Fecal immunochemical testing (FIT) is a noninvasive screening method in which antibodies are used to detect hemoglobin in the stool. The sensitivity and specificity of 1-time FIT are 79% to 80% and 94%, respectively, for the detection of CRC, with sensitivity improving with successive testing.7,8 Annual FIT is recognized as a tier 1 preferred screening method by the US Multi-Society Task Force on Colorectal Cancer.7,9 Programs that mail FIT kits to eligible patients outside of physician visits have been successfully implemented in health care systems.10,11

The VACHS designed and implemented a mailed FIT program using existing infrastructure and staffing.

 

Program Description

A team of local stakeholders comprised of VACHS leadership, primary care, nursing, and gastroenterology staff, as well as representatives from laboratory, informatics, mail services, and group practice management, was established to execute the project. The team met monthly to plan the project.

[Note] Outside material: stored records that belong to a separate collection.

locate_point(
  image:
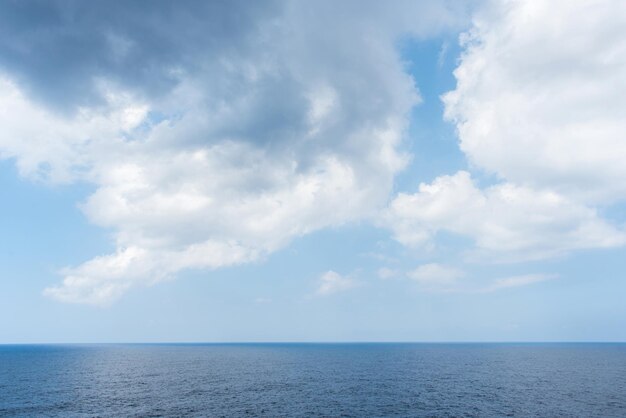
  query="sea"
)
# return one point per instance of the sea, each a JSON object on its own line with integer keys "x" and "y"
{"x": 313, "y": 380}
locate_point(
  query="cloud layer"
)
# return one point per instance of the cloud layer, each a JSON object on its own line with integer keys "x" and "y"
{"x": 214, "y": 133}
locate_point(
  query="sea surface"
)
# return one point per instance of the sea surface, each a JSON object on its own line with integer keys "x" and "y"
{"x": 284, "y": 380}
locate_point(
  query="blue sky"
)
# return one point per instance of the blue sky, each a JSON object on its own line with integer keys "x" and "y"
{"x": 439, "y": 171}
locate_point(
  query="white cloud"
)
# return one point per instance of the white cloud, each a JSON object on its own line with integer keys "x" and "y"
{"x": 505, "y": 221}
{"x": 518, "y": 281}
{"x": 435, "y": 276}
{"x": 386, "y": 273}
{"x": 212, "y": 153}
{"x": 540, "y": 95}
{"x": 331, "y": 282}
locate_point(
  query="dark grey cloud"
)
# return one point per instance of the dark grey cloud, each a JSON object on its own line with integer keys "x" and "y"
{"x": 57, "y": 50}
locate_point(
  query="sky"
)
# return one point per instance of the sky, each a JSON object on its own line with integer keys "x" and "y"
{"x": 312, "y": 171}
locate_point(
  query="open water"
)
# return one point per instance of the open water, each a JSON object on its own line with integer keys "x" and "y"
{"x": 360, "y": 380}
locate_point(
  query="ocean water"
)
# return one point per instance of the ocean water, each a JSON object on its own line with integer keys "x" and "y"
{"x": 360, "y": 380}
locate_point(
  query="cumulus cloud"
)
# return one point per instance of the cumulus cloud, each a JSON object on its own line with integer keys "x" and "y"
{"x": 331, "y": 282}
{"x": 213, "y": 133}
{"x": 540, "y": 95}
{"x": 505, "y": 221}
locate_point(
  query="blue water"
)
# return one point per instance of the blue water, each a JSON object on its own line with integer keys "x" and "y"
{"x": 361, "y": 380}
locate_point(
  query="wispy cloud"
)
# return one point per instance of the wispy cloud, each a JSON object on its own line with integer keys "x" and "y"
{"x": 332, "y": 282}
{"x": 517, "y": 281}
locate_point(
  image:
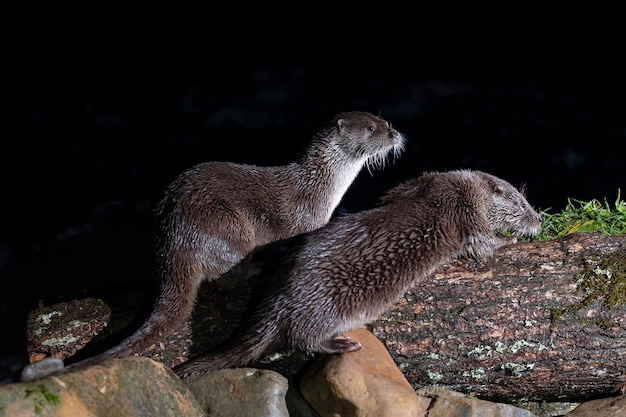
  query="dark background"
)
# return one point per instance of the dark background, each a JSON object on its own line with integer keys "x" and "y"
{"x": 92, "y": 129}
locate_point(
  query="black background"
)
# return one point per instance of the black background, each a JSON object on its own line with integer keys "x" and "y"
{"x": 93, "y": 127}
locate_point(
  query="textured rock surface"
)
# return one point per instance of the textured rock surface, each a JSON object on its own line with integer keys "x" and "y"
{"x": 362, "y": 383}
{"x": 134, "y": 386}
{"x": 241, "y": 392}
{"x": 63, "y": 329}
{"x": 605, "y": 407}
{"x": 447, "y": 403}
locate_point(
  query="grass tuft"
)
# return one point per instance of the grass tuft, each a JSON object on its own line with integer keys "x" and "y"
{"x": 585, "y": 216}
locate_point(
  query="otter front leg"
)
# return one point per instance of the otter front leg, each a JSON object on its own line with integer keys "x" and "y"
{"x": 339, "y": 344}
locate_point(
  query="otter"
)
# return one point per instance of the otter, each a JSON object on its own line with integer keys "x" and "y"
{"x": 347, "y": 273}
{"x": 216, "y": 213}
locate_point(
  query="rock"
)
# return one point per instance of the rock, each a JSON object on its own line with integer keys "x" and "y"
{"x": 362, "y": 383}
{"x": 240, "y": 392}
{"x": 41, "y": 369}
{"x": 446, "y": 403}
{"x": 134, "y": 386}
{"x": 605, "y": 407}
{"x": 63, "y": 329}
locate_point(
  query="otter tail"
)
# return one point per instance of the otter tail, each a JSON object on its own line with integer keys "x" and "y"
{"x": 175, "y": 304}
{"x": 245, "y": 347}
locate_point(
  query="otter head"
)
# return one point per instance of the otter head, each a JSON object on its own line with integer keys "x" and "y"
{"x": 508, "y": 210}
{"x": 368, "y": 137}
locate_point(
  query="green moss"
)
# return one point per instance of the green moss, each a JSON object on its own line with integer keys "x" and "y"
{"x": 602, "y": 280}
{"x": 41, "y": 397}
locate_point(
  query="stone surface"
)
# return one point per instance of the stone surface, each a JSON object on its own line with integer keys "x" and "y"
{"x": 446, "y": 403}
{"x": 62, "y": 329}
{"x": 240, "y": 392}
{"x": 134, "y": 386}
{"x": 605, "y": 407}
{"x": 362, "y": 383}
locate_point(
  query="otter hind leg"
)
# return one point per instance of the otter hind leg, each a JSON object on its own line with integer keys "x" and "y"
{"x": 339, "y": 344}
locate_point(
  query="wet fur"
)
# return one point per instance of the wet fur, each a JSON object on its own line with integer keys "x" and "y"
{"x": 214, "y": 214}
{"x": 349, "y": 272}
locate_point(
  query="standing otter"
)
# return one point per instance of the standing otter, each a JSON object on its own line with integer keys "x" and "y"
{"x": 347, "y": 273}
{"x": 214, "y": 214}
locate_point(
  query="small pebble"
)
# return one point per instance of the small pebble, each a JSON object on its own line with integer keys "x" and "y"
{"x": 41, "y": 369}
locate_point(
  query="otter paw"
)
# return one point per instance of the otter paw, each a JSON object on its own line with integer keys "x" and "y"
{"x": 342, "y": 344}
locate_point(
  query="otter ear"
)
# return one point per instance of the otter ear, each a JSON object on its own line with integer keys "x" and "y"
{"x": 497, "y": 188}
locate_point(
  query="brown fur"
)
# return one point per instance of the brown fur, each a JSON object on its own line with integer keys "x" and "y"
{"x": 347, "y": 273}
{"x": 214, "y": 214}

The team developed a dataset consisting of patients aged 45 to 75 years who were at average risk for CRC and due for CRC screening. Patients were defined as due for CRC screening if they had not had a colonoscopy in the previous 9 years or a FIT or fecal occult blood test in the previous 11 months. Average risk for CRC was defined by excluding patients with associated diagnosis codes for CRC, colectomy, inflammatory bowel disease, and anemia. The program also excluded patients with diagnosis codes associated with dementia, deferring discussions about cancer screening to their primary care practitioners (PCPs). Patients with invalid mailing addresses were also excluded, as well as those whose PCPs had indicated in the electronic health record that the patient received CRC screening outside the US Department of Veterans Affairs (VA) system.

 

 

Letter Templates

Two patient letter electronic health record templates were developed. The first was a primer letter, which was mailed to patients 2 to 3 weeks before the mailed FIT kit as an introduction to the program.12 The purpose of the primer letter was to give advance notice to patients that they could expect a FIT kit to arrive in the mail. The goal was to prepare patients to complete FIT when the kit arrived and prompt them to call the VA to opt out of the mailed FIT program if they were up to date with CRC screening or if they had a condition which made them at high risk for CRC.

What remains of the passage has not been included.